Preconditioning is an innovative feature in electric vehicles (EVs) that allows drivers to optimize their vehicle’s battery temperature and interior before starting a journey and without using the electricity stored in their vehicle’s battery. This is highly beneficial for driver comfort, battery efficiency, and preserving range. It is achieved by using electricity from the grid rather than the battery to cool or heat your EV whilst it is still charging.

It is particularly useful in extreme weather conditions and can be activated in most EVs via the vehicle’s onboard interface, or remotely through smartphone apps. For example, if you had a Tesla, you could use the Tesla app to activate your vehicle’s preconditioning whilst it is still charging before the start of your journey.

During colder months, preconditioning warms up the EV’s interior and battery while it’s still connected to a charging station, ensuring that the car starts off with a full charge and, importantly, a warm battery. A warm battery operates more efficiently, which can significantly improve the vehicle’s range and performance as cold temperatures can reduce battery efficiency and consequently the range of an EV. Conversely, in hot weather, preconditioning can cool down the vehicle’s interior and battery, again enhancing efficiency and comfort before setting off.

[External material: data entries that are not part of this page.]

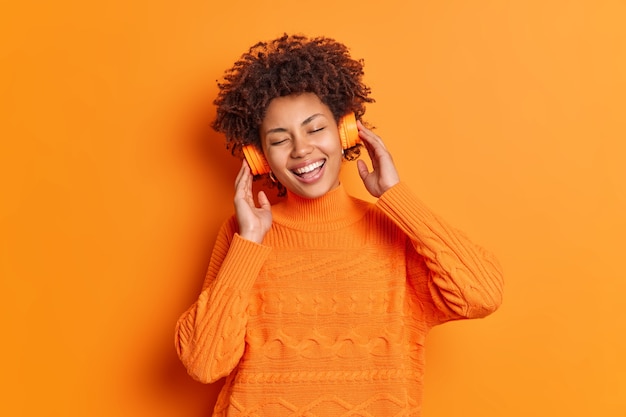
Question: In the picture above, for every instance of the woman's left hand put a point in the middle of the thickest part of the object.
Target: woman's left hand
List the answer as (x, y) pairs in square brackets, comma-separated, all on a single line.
[(384, 174)]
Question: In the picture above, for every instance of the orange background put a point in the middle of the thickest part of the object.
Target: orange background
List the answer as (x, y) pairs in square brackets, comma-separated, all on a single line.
[(506, 117)]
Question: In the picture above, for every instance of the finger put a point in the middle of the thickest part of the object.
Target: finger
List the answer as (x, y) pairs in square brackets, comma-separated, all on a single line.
[(241, 173), (264, 202), (370, 137), (362, 167)]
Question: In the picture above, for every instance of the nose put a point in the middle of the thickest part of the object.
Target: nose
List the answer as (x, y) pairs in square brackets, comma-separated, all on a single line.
[(301, 147)]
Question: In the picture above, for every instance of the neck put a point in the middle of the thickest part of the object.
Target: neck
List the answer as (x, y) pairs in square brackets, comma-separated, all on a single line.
[(333, 210)]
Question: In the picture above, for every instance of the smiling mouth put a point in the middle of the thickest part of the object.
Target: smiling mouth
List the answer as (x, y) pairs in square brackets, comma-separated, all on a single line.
[(309, 169)]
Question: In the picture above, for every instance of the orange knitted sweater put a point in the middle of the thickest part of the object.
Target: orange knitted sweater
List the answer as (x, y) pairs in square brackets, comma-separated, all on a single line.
[(328, 316)]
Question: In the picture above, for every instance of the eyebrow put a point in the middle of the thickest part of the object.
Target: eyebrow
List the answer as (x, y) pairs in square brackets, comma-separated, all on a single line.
[(304, 123)]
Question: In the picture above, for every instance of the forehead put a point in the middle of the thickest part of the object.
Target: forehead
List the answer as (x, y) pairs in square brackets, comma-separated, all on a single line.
[(294, 108)]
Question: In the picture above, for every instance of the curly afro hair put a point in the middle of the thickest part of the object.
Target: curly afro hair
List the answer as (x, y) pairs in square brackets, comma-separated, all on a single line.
[(291, 64)]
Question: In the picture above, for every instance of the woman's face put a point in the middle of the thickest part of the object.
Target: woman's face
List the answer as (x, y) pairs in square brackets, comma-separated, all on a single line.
[(301, 143)]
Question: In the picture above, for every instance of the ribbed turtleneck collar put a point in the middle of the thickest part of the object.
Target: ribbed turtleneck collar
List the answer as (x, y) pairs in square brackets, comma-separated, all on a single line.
[(332, 211)]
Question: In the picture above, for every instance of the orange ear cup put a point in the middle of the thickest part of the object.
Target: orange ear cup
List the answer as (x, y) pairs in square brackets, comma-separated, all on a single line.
[(257, 162), (348, 134)]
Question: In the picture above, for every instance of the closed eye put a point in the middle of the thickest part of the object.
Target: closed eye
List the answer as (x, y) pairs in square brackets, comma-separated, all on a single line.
[(279, 142)]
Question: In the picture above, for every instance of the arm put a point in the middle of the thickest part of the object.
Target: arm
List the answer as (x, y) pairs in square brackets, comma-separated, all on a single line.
[(210, 334), (464, 280)]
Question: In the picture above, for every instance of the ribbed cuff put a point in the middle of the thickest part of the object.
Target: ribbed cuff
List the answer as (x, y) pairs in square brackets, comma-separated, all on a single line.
[(242, 263)]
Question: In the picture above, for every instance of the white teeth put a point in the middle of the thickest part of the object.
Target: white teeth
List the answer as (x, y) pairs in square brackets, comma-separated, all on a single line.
[(308, 168)]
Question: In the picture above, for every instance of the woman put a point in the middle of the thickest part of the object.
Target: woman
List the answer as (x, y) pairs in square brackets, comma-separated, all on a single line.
[(320, 304)]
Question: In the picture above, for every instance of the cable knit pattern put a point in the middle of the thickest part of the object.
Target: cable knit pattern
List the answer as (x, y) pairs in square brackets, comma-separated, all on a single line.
[(329, 316)]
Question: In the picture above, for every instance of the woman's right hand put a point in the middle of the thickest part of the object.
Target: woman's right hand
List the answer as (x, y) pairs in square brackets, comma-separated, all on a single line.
[(254, 222)]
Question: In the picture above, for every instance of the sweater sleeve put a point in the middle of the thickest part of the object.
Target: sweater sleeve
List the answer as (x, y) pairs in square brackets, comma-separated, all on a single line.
[(463, 279), (210, 334)]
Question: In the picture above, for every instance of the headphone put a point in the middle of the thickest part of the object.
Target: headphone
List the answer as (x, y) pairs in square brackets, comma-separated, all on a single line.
[(348, 133)]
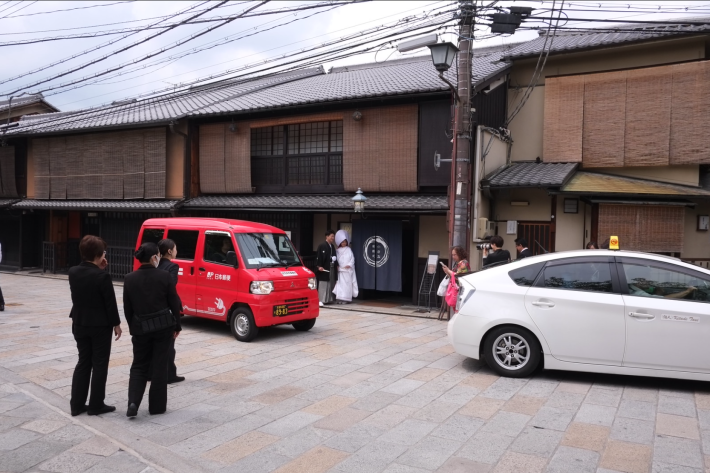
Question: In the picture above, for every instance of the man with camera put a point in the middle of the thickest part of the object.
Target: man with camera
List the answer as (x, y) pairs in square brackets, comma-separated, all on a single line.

In other words, pre-cooling or pre-heating action while connected to a charge point means that the energy required for temperature regulation doesn’t deplete the battery’s stored charge, preserving the range of your EV.

However, not all EVs support preconditioning or preconditioning whilst charging. To check if your EV supports preconditioning and how to use it, check your vehicle’s user manual, or the manufacturer’s website.

Freeing Trapped Cables:

If you find your cable to be stuck when attempting to charge your vehicle at one of our charge points, please follow the following steps:

Ensure you have stopped the charge via the Monta app, and you have unlocked your vehicle. Once your vehicle is unlocked, release the cable from the vehicle first then pull out from the charge point.
Start a new charge session on the same charge point via the app, connect the charging cable into the vehicle and lock the vehicle. Wait a couple of minutes then stop the charge via the app. Unlock the vehicle, disconnect the charge cable from the vehicle then unplug the charging lead from the charge point. (Tip: You may hear a mechanical click noise within the charge point when unlocking)
Call the EV Park support team who will be able to remotely release the charging cable from the charge point and advise accordingly. You can call us on 0208 176 6119.

Also, please note that all charge points communicate into our cloud based smart back-office system so remote commands can take a couple of minutes to be received by the charge point depending on the signal strength to the charge point.